Analizy

Bezprecedensowa dewaluacja białoruskiego rubla i rosyjski kredyt

24 maja Centralny Bank Białorusi zdewaluował kurs białoruskiego rubla aż o 56% w stosunku do koszyka walut. Jest to największa dewaluacja w historii Białorusi i wynika z dramatycznej sytuacji na rynku finansowym. Ponadto przeprowadzenie tej operacji było jednym z warunków przyznania Białorusi pożyczki stabilizacyjnej w wysokości 3 mld USD z Funduszu Antykryzysowego Euroazjatyckiej Wspólnoty Gospodarczej (EaWG), w którym decydujący głos mają przedstawiciele Rosji. Moskwa oczekuje prywatyzacji szeregu białoruskich przedsiębiorstw, interesujących rosyjskich inwestorów. Wydaje się, iż wobec zagrożenia załamania finansów państwa, władze Białorusi będą zmuszone do akceptacji wysokiej ceny rosyjskiego kredytu.  

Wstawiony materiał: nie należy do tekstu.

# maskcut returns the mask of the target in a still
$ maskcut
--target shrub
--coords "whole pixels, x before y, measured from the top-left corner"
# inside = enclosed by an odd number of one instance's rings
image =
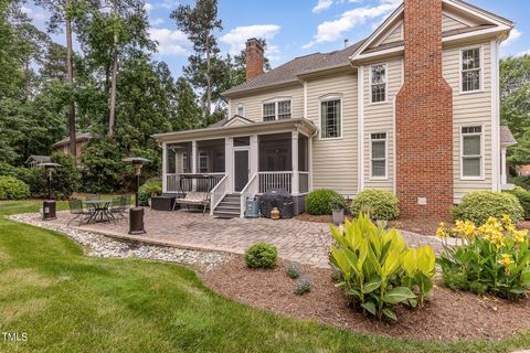
[[[0,200],[21,200],[30,196],[30,186],[14,176],[0,176]]]
[[[138,190],[138,203],[141,206],[149,204],[151,196],[158,196],[162,194],[162,182],[158,180],[150,180],[140,186]]]
[[[295,295],[304,296],[311,291],[312,280],[307,277],[303,276],[298,278],[295,282]]]
[[[432,295],[435,255],[430,246],[407,248],[395,229],[378,228],[360,214],[344,226],[331,226],[337,246],[330,261],[340,272],[338,286],[354,307],[382,319],[396,320],[398,303],[423,307]]]
[[[297,263],[289,263],[285,266],[285,272],[289,278],[296,279],[301,275],[301,267],[300,264]]]
[[[530,238],[528,231],[517,231],[508,215],[501,221],[490,217],[480,227],[470,221],[457,221],[453,229],[441,224],[436,236],[449,235],[462,237],[462,246],[443,242],[438,264],[445,286],[510,300],[530,293]]]
[[[400,216],[398,196],[389,191],[364,190],[351,204],[351,214],[369,212],[372,220],[393,221]]]
[[[267,243],[256,243],[245,252],[245,263],[250,268],[272,268],[276,266],[278,250]]]
[[[506,192],[515,195],[517,200],[519,200],[524,211],[524,220],[530,220],[530,192],[520,186],[516,186],[516,189]]]
[[[331,214],[333,206],[346,207],[344,197],[335,190],[320,189],[306,195],[306,212],[312,215]]]
[[[453,208],[455,220],[471,221],[475,224],[485,224],[490,216],[501,218],[504,215],[519,222],[523,218],[524,212],[516,196],[502,192],[470,192]]]

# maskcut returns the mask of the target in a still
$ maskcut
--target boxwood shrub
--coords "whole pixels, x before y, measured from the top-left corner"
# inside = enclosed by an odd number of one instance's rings
[[[333,205],[346,207],[344,197],[331,189],[315,190],[306,195],[306,212],[312,215],[331,214]]]
[[[278,250],[267,243],[256,243],[245,252],[245,264],[250,268],[273,268],[277,259]]]
[[[158,180],[149,180],[138,190],[138,203],[141,206],[147,206],[151,196],[158,196],[161,194],[162,182]]]
[[[14,176],[0,176],[0,200],[22,200],[30,196],[30,186]]]
[[[369,212],[372,220],[393,221],[400,216],[398,196],[383,190],[364,190],[351,203],[351,214]]]
[[[509,215],[516,223],[524,217],[519,200],[506,192],[470,192],[453,208],[455,220],[471,221],[475,224],[485,224],[490,216],[502,218],[504,215]]]
[[[530,192],[520,186],[516,186],[516,189],[506,191],[506,193],[512,194],[519,200],[524,211],[524,220],[530,220]]]

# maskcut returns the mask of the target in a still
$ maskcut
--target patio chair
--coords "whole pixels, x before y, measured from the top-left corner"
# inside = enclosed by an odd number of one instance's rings
[[[68,206],[70,213],[73,214],[74,217],[68,221],[67,226],[75,220],[80,220],[78,225],[81,225],[85,218],[89,220],[94,214],[92,211],[83,208],[83,201],[81,200],[68,200]]]

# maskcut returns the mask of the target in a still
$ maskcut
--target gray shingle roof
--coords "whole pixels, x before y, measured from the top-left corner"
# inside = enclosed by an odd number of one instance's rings
[[[508,128],[505,125],[500,126],[500,145],[502,146],[513,146],[517,145],[517,140]]]
[[[362,41],[341,51],[331,53],[315,53],[306,56],[295,57],[294,60],[273,68],[269,72],[255,77],[254,79],[223,92],[223,95],[230,96],[245,90],[294,83],[298,82],[297,76],[300,74],[346,66],[349,64],[349,56],[353,54],[353,52],[361,44]]]

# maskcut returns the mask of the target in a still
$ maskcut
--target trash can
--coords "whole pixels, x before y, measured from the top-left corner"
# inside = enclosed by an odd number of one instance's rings
[[[42,221],[57,220],[55,200],[46,200],[42,203]]]
[[[245,217],[247,217],[247,218],[259,217],[259,203],[257,202],[256,196],[246,197]]]

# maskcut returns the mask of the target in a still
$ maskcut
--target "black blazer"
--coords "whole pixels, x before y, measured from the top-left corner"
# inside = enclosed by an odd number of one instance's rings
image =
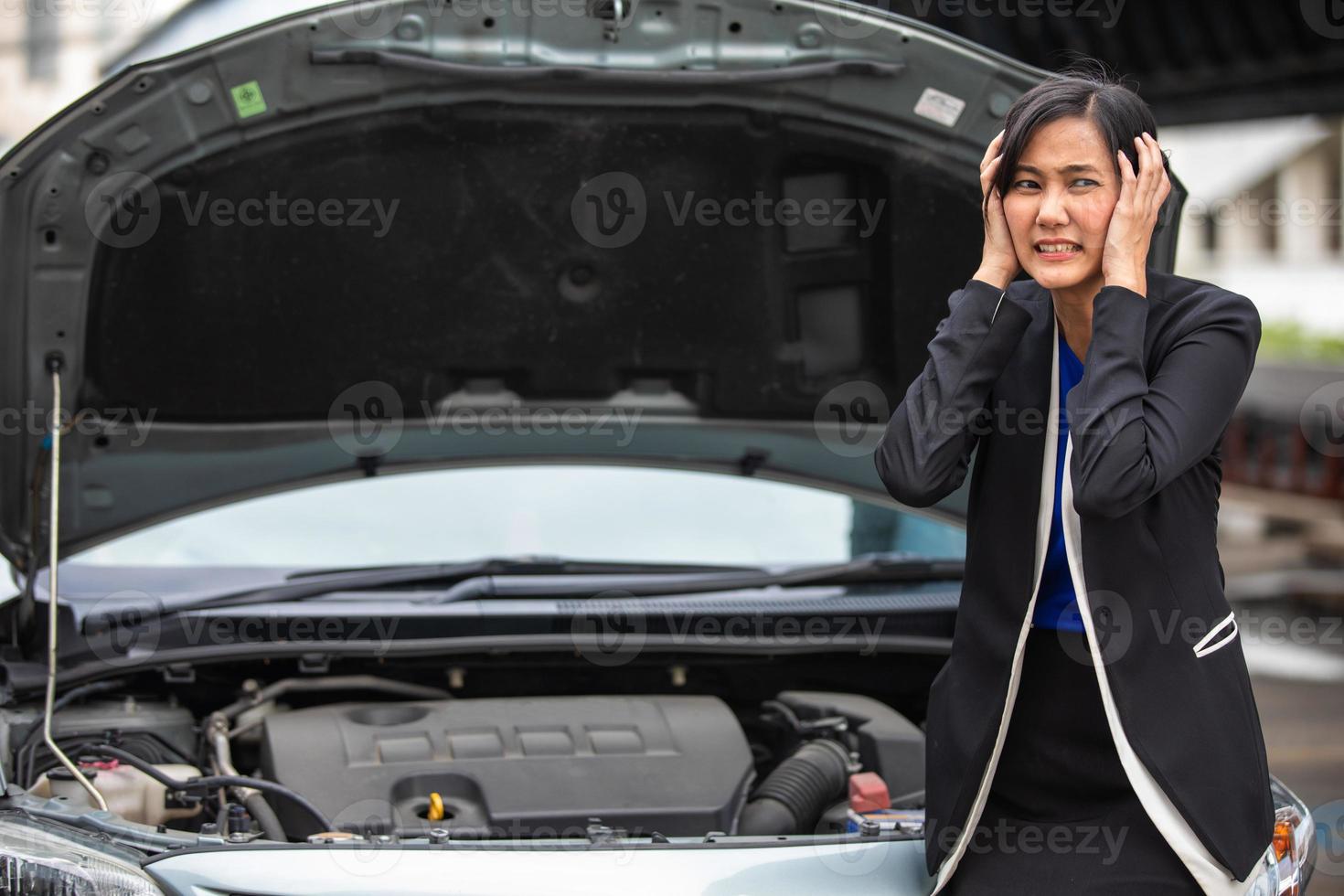
[[[929,695],[925,849],[934,893],[984,807],[1017,693],[1054,512],[1058,321],[1035,281],[970,281],[875,453],[929,506],[965,480],[966,568]],[[1148,271],[1107,286],[1067,395],[1064,539],[1093,668],[1134,791],[1207,893],[1271,853],[1265,742],[1218,557],[1220,442],[1259,347],[1243,296]],[[1236,880],[1234,880],[1234,877]]]

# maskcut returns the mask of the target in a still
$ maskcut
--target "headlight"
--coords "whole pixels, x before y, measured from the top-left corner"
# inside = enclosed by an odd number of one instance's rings
[[[98,841],[22,815],[0,815],[0,893],[163,896],[134,862]]]
[[[1312,876],[1316,822],[1312,811],[1290,790],[1273,782],[1274,844],[1271,856],[1278,872],[1275,896],[1300,896]]]

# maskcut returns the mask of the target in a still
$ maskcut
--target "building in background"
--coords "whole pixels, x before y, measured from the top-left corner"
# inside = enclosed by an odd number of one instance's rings
[[[1189,191],[1177,273],[1250,297],[1266,322],[1344,334],[1344,117],[1189,125],[1161,141]]]
[[[102,81],[185,0],[0,0],[0,152]]]

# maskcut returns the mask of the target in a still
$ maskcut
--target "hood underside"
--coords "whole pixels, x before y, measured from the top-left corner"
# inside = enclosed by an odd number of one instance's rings
[[[1044,73],[835,3],[452,9],[329,7],[136,66],[0,161],[0,392],[40,419],[59,364],[65,549],[543,457],[884,497],[818,438],[823,399],[894,403],[922,368],[974,269],[974,163]],[[646,426],[433,426],[462,407]],[[44,434],[11,430],[0,539],[26,566]]]

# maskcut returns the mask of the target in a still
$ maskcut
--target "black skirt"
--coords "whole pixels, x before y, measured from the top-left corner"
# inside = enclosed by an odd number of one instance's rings
[[[1203,893],[1125,775],[1086,634],[1028,631],[985,809],[942,893]]]

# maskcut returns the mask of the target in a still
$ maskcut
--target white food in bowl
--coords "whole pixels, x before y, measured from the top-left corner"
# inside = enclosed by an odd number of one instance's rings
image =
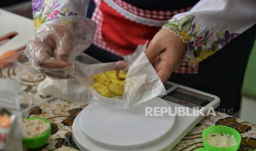
[[[213,133],[208,135],[205,140],[209,144],[220,148],[230,147],[237,144],[233,135],[226,133]]]
[[[22,135],[25,137],[35,137],[45,132],[50,127],[50,124],[42,119],[25,119]]]

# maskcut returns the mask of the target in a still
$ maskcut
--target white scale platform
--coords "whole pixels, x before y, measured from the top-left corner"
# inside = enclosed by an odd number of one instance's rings
[[[145,107],[204,107],[216,108],[216,96],[167,82],[168,94],[128,109],[88,105],[75,119],[73,137],[82,150],[169,150],[201,120],[194,117],[146,117]],[[189,113],[192,113],[189,108]]]

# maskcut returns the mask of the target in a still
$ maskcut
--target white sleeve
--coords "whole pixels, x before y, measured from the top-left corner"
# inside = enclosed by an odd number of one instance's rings
[[[163,27],[188,43],[186,59],[195,65],[255,24],[255,0],[201,0]]]
[[[33,20],[36,30],[48,20],[70,15],[85,16],[89,1],[33,0]]]

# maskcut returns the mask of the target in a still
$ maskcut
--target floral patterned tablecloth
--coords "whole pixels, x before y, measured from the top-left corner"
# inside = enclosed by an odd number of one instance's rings
[[[21,55],[20,57],[20,62],[25,66],[29,66],[27,61],[24,56]],[[0,78],[13,78],[21,83],[22,89],[28,94],[35,94],[36,93],[38,84],[43,80],[45,76],[35,73],[30,74],[27,71],[23,71],[23,69],[24,68],[20,68],[15,64],[1,68]],[[19,74],[20,73],[22,74]],[[28,103],[31,105],[31,102],[26,102],[25,98],[21,98],[21,106],[28,106]],[[52,150],[62,146],[72,146],[78,149],[73,139],[72,126],[76,116],[86,105],[83,102],[69,102],[56,98],[42,103],[31,109],[29,112],[29,116],[43,117],[51,121],[50,139],[45,146],[38,150]],[[225,114],[217,113],[216,117],[204,118],[172,150],[192,150],[202,147],[201,134],[203,130],[214,125],[227,125],[237,130],[242,137],[239,150],[255,149],[255,124],[243,121]]]

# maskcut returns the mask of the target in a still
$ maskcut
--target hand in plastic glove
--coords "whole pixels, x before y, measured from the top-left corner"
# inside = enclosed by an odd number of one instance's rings
[[[162,82],[166,83],[172,72],[181,66],[186,50],[186,43],[174,33],[163,28],[155,35],[145,54]]]
[[[186,50],[187,44],[172,32],[163,28],[155,35],[145,53],[165,83],[172,72],[181,66]],[[117,66],[122,68],[127,65],[123,61],[117,62]]]
[[[42,73],[68,78],[75,57],[91,44],[95,27],[92,21],[80,16],[48,21],[29,42],[25,54]]]
[[[58,69],[70,67],[68,60],[74,49],[74,35],[72,29],[57,24],[51,26],[54,32],[42,39],[33,37],[29,43],[35,63],[41,68]]]

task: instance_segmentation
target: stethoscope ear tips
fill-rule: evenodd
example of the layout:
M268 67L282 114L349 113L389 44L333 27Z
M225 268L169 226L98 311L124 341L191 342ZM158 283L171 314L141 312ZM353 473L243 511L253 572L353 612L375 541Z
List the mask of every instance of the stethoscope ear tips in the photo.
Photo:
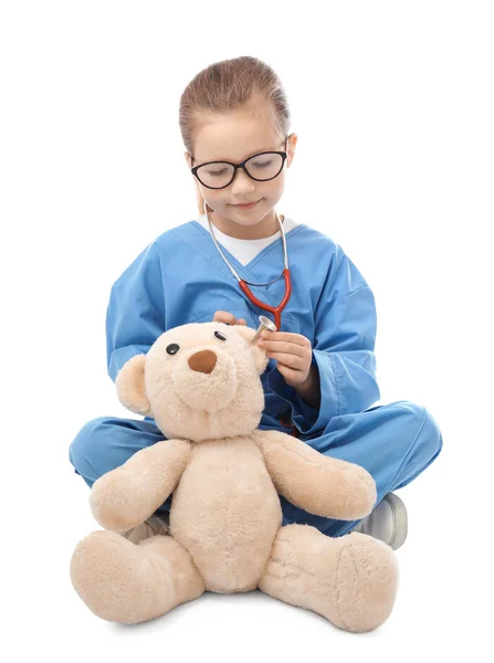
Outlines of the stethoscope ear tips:
M266 318L265 315L260 315L259 322L260 325L257 327L257 332L255 333L254 338L251 341L252 345L254 345L257 341L257 338L261 336L264 329L269 329L270 332L276 332L276 325L272 320L270 320L270 318Z

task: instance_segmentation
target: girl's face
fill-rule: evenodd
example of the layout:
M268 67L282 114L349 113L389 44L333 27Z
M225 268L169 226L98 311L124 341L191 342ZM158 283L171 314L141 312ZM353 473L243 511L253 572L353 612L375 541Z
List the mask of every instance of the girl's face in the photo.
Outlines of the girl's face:
M221 115L203 114L195 135L193 159L189 152L186 152L189 168L208 161L240 164L263 151L287 152L283 170L269 181L253 180L243 168L237 169L233 181L223 189L204 187L195 177L202 198L213 210L210 213L211 220L214 220L220 228L228 229L232 223L242 227L256 225L267 217L272 228L275 228L273 209L282 197L285 168L292 164L296 140L295 134L284 140L275 133L272 118L267 113L257 110L254 116L253 113L243 109ZM251 209L235 207L246 202L256 202L256 204Z

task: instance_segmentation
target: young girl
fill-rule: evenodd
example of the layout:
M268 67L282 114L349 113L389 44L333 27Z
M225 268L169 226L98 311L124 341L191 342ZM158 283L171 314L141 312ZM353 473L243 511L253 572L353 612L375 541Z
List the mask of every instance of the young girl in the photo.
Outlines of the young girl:
M376 382L376 308L365 278L332 239L275 211L297 137L276 74L255 57L214 63L180 99L180 129L195 178L199 215L160 234L113 285L106 317L107 367L147 352L164 332L218 320L257 328L291 296L276 332L259 343L270 364L261 376L261 429L299 436L320 453L364 466L375 478L374 512L357 522L314 516L281 497L283 524L306 523L329 536L357 529L393 549L407 536L402 488L442 449L433 417L410 401L371 407ZM286 249L286 251L284 251ZM252 297L238 277L251 284ZM278 316L276 316L280 323ZM136 451L164 440L149 417L99 417L70 448L75 472L91 487ZM166 534L172 495L146 523L122 533L138 543Z

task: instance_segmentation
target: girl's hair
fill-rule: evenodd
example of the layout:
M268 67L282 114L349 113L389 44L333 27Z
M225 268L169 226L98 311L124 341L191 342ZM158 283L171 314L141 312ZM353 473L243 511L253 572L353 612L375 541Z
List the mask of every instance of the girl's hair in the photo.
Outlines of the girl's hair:
M195 129L204 119L202 112L228 113L244 107L255 114L265 107L263 103L267 103L275 130L287 136L291 116L286 94L280 77L266 63L242 55L206 67L192 78L180 97L179 125L187 151L193 154ZM203 214L204 202L197 181L196 190L199 213Z

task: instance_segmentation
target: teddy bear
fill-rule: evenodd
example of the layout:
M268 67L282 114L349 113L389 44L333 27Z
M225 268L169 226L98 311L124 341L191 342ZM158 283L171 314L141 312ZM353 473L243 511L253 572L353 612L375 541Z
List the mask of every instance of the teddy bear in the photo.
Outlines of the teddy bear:
M359 519L375 506L376 484L359 465L257 428L269 358L254 336L245 325L186 324L119 370L119 401L151 417L166 439L92 486L104 529L77 544L70 575L102 619L133 624L204 591L256 589L356 633L390 615L398 567L389 546L357 532L283 526L280 495L315 515ZM120 535L170 495L167 534L137 544Z

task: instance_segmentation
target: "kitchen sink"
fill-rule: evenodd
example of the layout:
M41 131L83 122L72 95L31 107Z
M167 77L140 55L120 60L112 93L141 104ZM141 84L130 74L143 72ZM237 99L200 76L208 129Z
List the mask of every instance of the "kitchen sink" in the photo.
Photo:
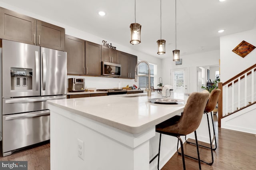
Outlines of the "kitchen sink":
M140 97L142 96L147 96L148 95L134 95L134 96L124 96L124 97Z

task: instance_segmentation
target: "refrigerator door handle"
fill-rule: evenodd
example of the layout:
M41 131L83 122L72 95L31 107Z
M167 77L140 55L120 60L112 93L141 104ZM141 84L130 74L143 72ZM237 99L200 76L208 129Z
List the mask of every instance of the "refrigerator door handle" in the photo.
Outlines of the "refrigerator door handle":
M39 83L39 55L38 51L35 51L36 59L36 91L38 90L38 84Z
M45 90L46 76L46 64L45 53L42 53L43 55L43 90Z
M34 112L33 112L32 113L17 114L14 115L6 116L6 117L5 117L5 120L10 121L11 120L18 119L28 118L29 117L38 117L39 116L49 115L50 113L50 110L47 110L46 111Z
M24 102L34 102L36 101L43 101L51 100L57 100L59 99L66 99L66 96L65 95L59 96L54 97L42 97L40 98L32 98L32 99L4 99L3 103L17 103Z

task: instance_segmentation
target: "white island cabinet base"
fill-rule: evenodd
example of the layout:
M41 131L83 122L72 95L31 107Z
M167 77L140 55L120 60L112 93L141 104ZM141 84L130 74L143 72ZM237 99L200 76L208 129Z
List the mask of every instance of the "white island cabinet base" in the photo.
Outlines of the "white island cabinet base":
M132 134L51 105L48 107L51 169L149 170L149 139L155 135L154 127ZM84 142L83 160L78 156L78 139Z

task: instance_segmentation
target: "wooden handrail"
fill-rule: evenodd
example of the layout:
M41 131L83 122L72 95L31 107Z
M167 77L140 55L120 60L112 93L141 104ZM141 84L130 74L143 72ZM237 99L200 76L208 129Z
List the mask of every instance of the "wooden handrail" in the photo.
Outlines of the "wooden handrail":
M251 66L250 67L248 68L247 69L241 72L240 73L238 73L238 74L234 76L234 77L232 77L231 79L229 79L229 80L228 80L227 81L226 81L225 82L223 83L222 85L226 85L227 84L229 83L230 82L231 82L232 81L233 81L234 80L235 80L236 79L237 79L239 77L241 76L241 75L243 75L243 74L245 74L247 71L250 71L250 70L251 70L253 68L254 68L255 67L256 67L256 64L254 64L253 65ZM256 68L255 68L255 69L254 69L254 71L256 71ZM251 73L248 73L247 75L249 75ZM243 77L242 78L244 78L244 77Z
M221 90L221 92L219 96L218 102L218 126L220 127L220 119L222 117L222 83L218 83L218 88Z
M245 73L246 73L247 72L250 71L250 70L252 70L252 69L253 69L254 68L255 68L256 67L256 64L251 66L251 67L250 67L248 68L248 69L247 69L246 70L244 70L244 71L243 71L241 72L241 73L240 73L237 74L237 75L234 76L234 77L233 77L231 78L231 79L229 79L229 80L227 80L227 81L224 82L224 83L218 83L218 88L220 89L220 90L221 90L221 93L220 93L220 96L219 97L219 99L218 100L218 127L221 127L221 121L220 121L220 120L222 118L223 116L222 116L222 109L223 109L223 103L222 103L222 95L223 95L223 92L222 92L222 90L223 90L223 86L224 86L226 85L228 85L228 86L229 87L231 85L232 85L232 83L230 82L232 82L232 81L234 81L234 83L236 83L238 81L238 78L242 76L241 77L240 77L240 79L242 79L243 78L244 78L245 76L244 75L243 75L245 74ZM254 69L254 71L256 71L256 68L255 68ZM247 73L246 74L247 75L250 75L250 74L251 74L252 73L252 72L250 71L250 72Z

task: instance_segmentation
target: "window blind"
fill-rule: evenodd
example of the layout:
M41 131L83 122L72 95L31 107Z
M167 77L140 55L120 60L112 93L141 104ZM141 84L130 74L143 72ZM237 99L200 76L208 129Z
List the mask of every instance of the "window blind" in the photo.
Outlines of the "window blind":
M184 71L174 71L173 80L174 91L184 93Z
M154 65L149 64L150 69L150 86L154 86ZM145 63L141 63L138 67L138 75L145 75L145 76L139 77L139 87L141 88L146 88L148 85L148 65ZM150 87L149 87L150 88Z

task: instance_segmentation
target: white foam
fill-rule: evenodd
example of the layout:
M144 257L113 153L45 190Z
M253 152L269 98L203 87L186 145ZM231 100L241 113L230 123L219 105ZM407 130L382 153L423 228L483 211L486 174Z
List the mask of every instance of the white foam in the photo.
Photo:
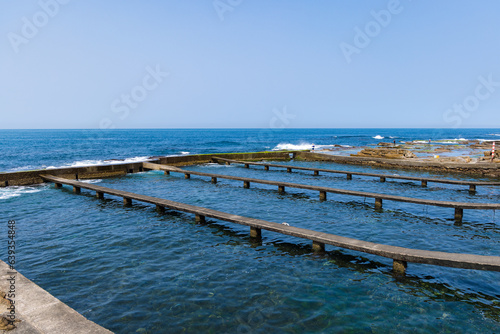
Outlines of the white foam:
M290 143L280 143L273 148L273 151L284 151L284 150L310 150L314 144L302 143L302 144L290 144ZM315 146L319 147L319 146Z
M44 189L47 189L48 187L49 187L48 185L43 185L36 187L12 186L12 187L0 188L0 200L22 196L23 194L37 193Z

W opinii białoruskich niezależnych ekonomistów decyzja banku centralnego o dewaluacji rubla zapadła z kilkumiesięcznym opóźnieniem. Od dłuższego czasu bowiem realny kurs białoruskiej waluty znacząco różnił się od oficjalnego, co powodowało poważne problemy na rynku finansowym, w tym m.in. deficyt waluty w kantorach. Obecne działania władz wynikają przede wszystkim z przyjętych wobec Rosji zobowiązań w ramach kredytu stabilizacyjnego. W związku z postępującym spadkiem, niezbędnych do stabilizacji kursu rubla, rezerw walutowych (od początku roku spadły o ponad 1 mld USD), władze białoruskie kilka miesięcy temu zwróciły się z prośbą o przyznanie pożyczki do Funduszu Antykryzysowego EaWG oraz bezpośrednio do rosyjskich władz. Moskwa zgodziła się na przyznanie 3 mld USD ze środków EaWG, przekazywanych w ciągu najbliższych trzech lat w transzach po 1 mld USD rocznie. Jednocześnie strona rosyjska uzależniła ostateczną decyzję w tej sprawie od zatwierdzenia przez władze białoruskie trzyletniego planu prywatyzacji oraz działań na rzecz stabilizacji systemu finansowego. Ostateczna decyzja o warunkach przyznania kredytu ma zapaść 4 czerwca podczas posiedzenia Funduszu Antykryzysowego EaWG.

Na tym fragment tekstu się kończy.